他可以說些「別擔心,一切都會變好的」一類安慰的話,但語言太蒼白無力了,更像是一種敷衍,可能沒法減少林辭眠一絲害怕和不安。
晏時樾慢慢垂下眼,手握成了拳頭,手背上青筋崩起。
他和這隻小狐崽只能算是陌生人,中間有一道透明的屏障,可以很輕易地看到對方,但兩人都克制地沒有轉過頭,也不想越線。
晏時樾更加克制謹慎,他很清楚主動越過屏障意味著什麼,但此時此刻聽到電話裡帶著哭腔的聲音,他沒有絲毫的猶豫。
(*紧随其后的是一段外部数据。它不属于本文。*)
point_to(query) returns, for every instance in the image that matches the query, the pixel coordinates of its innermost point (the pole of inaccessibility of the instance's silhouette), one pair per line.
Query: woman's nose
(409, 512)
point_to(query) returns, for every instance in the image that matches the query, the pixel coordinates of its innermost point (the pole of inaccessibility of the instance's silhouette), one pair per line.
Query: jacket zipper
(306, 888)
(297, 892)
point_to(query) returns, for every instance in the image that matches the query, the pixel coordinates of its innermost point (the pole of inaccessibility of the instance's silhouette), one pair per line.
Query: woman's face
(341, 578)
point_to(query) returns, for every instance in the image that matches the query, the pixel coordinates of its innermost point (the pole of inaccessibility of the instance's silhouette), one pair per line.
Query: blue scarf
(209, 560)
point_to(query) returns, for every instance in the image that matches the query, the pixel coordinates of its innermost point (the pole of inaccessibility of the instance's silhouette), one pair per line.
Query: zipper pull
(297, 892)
「需要我的幫助嗎?」晏時樾放慢了語氣,一字一頓認真地說道:「我並不是想打探你的個人信息和隱私,只是想讓你知道,在這種情況下,我有能力也非常願意幫助你,你向我求助不需要有絲毫的顧忌,也不會給我造成任何的負擔和困擾。」
林辭眠剛才已經硬生生地把淚憋了回去,聽到這話,視線再次模糊了,淚珠吧嗒吧嗒地掉在他的膝蓋上,洇染出一片深色的印跡。
他吸了吸鼻子,怕自己哭出聲,哆哆嗦嗦地點了點頭,從喉嚨里擠出一個「嗯」字。
晏時樾知道林辭眠需要發泄情緒,沒有再說什麼,只是在電話那頭安靜地陪著林辭眠,他偶爾會聽到破碎的聲音,但更多的是一片安靜。
這隻小狐崽哭泣時也會咬住自己的尾巴,蜷縮成一團,擋住自己的眼淚,也不發出的聲音,堅強又可憐。
晏時樾沒有半點不耐煩,一直陪伴著他,想用這種方式安慰他的小狐崽。
過了足足二十分鐘,電話那頭才傳來林辭眠的聲音,聲線不再顫抖,冷靜了很多,但嗓子也啞了,「我沒事了,謝謝你。」
「記住我說的話,」晏時樾體貼地轉移了話題,「估計還要等很久,先去買瓶水。」
林辭眠點了點頭,剛要站起來就聽電話那頭的晏時樾說道:「醫院有時會提供熱水,你去找一找,你沒穿外套,一直坐在醫院裡,可能會著涼。」
林辭眠愣了愣,下意識反問道:「你怎麼知道我沒穿外套?」
林辭眠雖然沒有說自己的情況,但晏時樾很清楚在那種慌亂的情況下,林辭眠怎麼可能顧得上自己。
他沒有正面回答,只是問道:「找到了嗎?」
「護士姐姐給了我一杯,」林辭眠捧著紙杯,熱度溫暖了指尖,驅走了寒氣,身體也暖洋洋的,情不自禁地放鬆下來。
其實護士早就注意到了獨自坐著的林辭眠,於心不忍,不僅給了熱水,還貼心地給了小零食。
林辭眠沒有胃口,但知道在這種情況下,能照顧他的只有自己,勉強多吃了一點。